PloCC Seminar Series: Too Monstrous to Fail? Cannibal Capitalism in the Urban Peruvian Amazon
Speaker: Dr Japhy Wilson
This paper begins from the assumption that there is no solution to climate change within the parameters of global capitalism, and asks what the urban cutting edge of our combined and uneven apocalypse can tell us about the nature of this system, and the possibility of moving beyond it. It explores the monstrosity of capital through a surrealist ethnography of the city of Iquitos in the Peruvian Amazon: an extractivist metropolis that embodies what Nancy Fraser calls cannibal capitalism, and that seems to confirm David Harvey’s suggestion that capitalism is too monstrous to survive. But a consideration of the radical art and street culture of the city suggests that Harvey’s claim is less self-evident than it seems. The libidinal investment of the subaltern inhabitants of Iquitos in extractive forms of capital accumulation indicates that capitalism may instead be too monstrous to fail.

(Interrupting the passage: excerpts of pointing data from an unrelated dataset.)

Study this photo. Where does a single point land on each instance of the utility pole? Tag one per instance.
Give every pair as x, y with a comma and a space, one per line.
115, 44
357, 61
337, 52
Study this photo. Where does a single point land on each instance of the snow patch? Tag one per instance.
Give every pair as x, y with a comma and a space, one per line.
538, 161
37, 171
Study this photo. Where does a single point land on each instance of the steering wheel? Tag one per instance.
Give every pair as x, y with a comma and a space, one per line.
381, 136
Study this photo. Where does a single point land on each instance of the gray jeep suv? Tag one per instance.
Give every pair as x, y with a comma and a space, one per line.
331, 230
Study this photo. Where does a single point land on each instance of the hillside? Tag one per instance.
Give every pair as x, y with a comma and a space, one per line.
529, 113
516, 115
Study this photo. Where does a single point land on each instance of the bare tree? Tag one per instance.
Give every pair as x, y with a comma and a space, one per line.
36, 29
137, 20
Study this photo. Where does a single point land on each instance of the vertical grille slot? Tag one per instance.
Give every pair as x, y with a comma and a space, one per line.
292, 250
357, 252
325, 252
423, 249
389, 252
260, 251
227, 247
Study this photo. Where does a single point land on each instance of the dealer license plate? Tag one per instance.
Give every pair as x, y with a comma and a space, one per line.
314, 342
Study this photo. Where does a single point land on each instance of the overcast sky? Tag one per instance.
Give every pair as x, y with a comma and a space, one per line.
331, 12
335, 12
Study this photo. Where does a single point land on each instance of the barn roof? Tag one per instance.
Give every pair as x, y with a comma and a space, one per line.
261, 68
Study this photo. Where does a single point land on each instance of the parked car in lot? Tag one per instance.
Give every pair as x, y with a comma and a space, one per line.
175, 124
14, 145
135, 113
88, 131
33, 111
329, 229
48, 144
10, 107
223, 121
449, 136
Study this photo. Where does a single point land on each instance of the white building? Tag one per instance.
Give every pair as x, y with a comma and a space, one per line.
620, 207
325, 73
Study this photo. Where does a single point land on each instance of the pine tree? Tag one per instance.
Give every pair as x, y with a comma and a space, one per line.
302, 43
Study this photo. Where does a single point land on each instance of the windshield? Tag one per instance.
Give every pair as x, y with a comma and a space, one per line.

On the other hand, the demonic carnival rituals through which these same inhabitants celebrate their right to a city built on the murderous enslavement of their ancestors, and deliriously subvert their own monstrous pathologization in forms of collective expenditure, suggest that capitalism is perhaps not monstrous enough, and prefigure the ecstatic rebel monstrosity of cannibal communism.